Dimanche, l’autorité régulant les médias (Pemra), dans une directive envoyée aux télévisions émettant sur satellite, a affirmé que «le rôle des présentateurs est de modérer les programmes d’une manière objective, neutre et impartiale, ce qui exclut de révéler leurs opinions personnelles, préjugés et jugements sur toute question».

Les invités de ces programmes doivent de leur côté être «sélectionnés» pour leur «crédibilité» et leur «impartialité», a poursuivi la Pemra. De multiples émissions politiques décryptent chaque jour l’actualité sur les nombreuses chaînes d’information en continu du Pakistan. La liberté de ton était jusqu’ici plus grande dans ces programmes que dans les journaux télévisés, radiodiffusés ou dans la presse. «Ce n’est pas le rôle d’un régulateur médiatique de dicter qui peut s’exprimer durant les débats, ni de décréter ce qui peut être dit ou non», a déploré Daniel Bastard, le responsable du bureau Asie-Pacifique de RSF, dans un communiqué. «Avec cette directive ubuesque, la PEMRA viole non seulement l’indépendance journalistique et le pluralisme, mais elle réussit l’exploit d’établir un délit d’opinion», a-t-il poursuivi, exhortant le régulateur à «retrouver un semblant de crédibilité en abrogeant cet ordre, qui n’a d’autre but que d’intimider les médias».
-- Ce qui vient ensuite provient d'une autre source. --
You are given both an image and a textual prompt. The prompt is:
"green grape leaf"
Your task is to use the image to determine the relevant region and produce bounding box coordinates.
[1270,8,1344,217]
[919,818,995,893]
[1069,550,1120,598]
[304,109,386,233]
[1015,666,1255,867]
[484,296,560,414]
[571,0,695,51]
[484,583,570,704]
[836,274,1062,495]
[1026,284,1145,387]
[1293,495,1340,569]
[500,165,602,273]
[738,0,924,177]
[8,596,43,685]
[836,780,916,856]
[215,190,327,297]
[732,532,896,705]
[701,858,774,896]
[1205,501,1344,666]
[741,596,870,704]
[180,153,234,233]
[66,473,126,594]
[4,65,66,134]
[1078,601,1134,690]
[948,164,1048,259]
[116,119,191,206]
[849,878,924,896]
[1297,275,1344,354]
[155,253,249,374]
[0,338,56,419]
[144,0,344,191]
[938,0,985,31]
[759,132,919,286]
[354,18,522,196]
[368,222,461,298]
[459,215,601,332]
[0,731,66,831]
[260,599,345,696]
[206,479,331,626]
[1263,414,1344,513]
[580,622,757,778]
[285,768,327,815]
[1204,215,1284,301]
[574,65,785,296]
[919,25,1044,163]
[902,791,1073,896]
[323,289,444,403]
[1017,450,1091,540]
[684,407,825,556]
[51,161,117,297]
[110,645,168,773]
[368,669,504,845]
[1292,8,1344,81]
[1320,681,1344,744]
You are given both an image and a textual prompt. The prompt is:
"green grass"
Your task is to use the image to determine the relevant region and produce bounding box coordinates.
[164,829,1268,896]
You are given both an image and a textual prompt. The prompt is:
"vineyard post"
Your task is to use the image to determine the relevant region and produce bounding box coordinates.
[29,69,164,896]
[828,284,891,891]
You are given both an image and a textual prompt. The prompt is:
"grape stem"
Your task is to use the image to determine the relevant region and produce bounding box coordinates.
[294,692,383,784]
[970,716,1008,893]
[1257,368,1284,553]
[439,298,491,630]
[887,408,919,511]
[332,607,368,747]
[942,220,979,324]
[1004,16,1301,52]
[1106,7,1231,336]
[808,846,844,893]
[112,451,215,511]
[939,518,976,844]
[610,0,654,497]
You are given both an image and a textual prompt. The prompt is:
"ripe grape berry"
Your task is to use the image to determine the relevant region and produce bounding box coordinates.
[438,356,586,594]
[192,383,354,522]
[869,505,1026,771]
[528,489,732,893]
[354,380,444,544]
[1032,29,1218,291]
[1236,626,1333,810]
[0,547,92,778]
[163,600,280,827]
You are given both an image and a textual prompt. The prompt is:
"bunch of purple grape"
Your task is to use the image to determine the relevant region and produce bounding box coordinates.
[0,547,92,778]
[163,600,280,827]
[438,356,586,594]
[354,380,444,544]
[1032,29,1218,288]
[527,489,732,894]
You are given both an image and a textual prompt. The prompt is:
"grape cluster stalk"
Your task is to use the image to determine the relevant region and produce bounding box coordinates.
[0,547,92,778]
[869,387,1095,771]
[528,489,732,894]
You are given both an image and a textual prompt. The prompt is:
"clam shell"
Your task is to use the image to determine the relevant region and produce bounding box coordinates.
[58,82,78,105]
D’après Reporters sans frontière, la directive a été envoyée après que des journalistes de télévision eurent commenté la semaine dernière la libération sous caution de l’ex-Premier ministre Nawaz Sharif, emprisonné et malade, ces commentaires ayant déplu à des magistrats. Un analyste politique est poursuivi pour «outrage à la cour», selon Reporters sans frontière.

M. Sharif, qui nie les accusations de corruption l’ayant vu condamné à deux reprises et accuse armée et justice de conspirer à son encontre, est «l’un des sujets implicitement «interdits» par les autorités», note RSF. Les médias pakistanais se plaignent d’être soumis à une censure et à des pressions croissantes depuis l’élection du Premier ministre Imran Khan en 2018. La diffusion d’interviews d’opposants a notamment été interrompue et des journalistes poursuivis. Mi-octobre, Dawn, le principal quotidien en langue anglaise, avait comparé le Pakistan aux «régimes répressifs dans lesquels les autorités de régulation «autonomes» sont en réalité des servantes de l’Etat».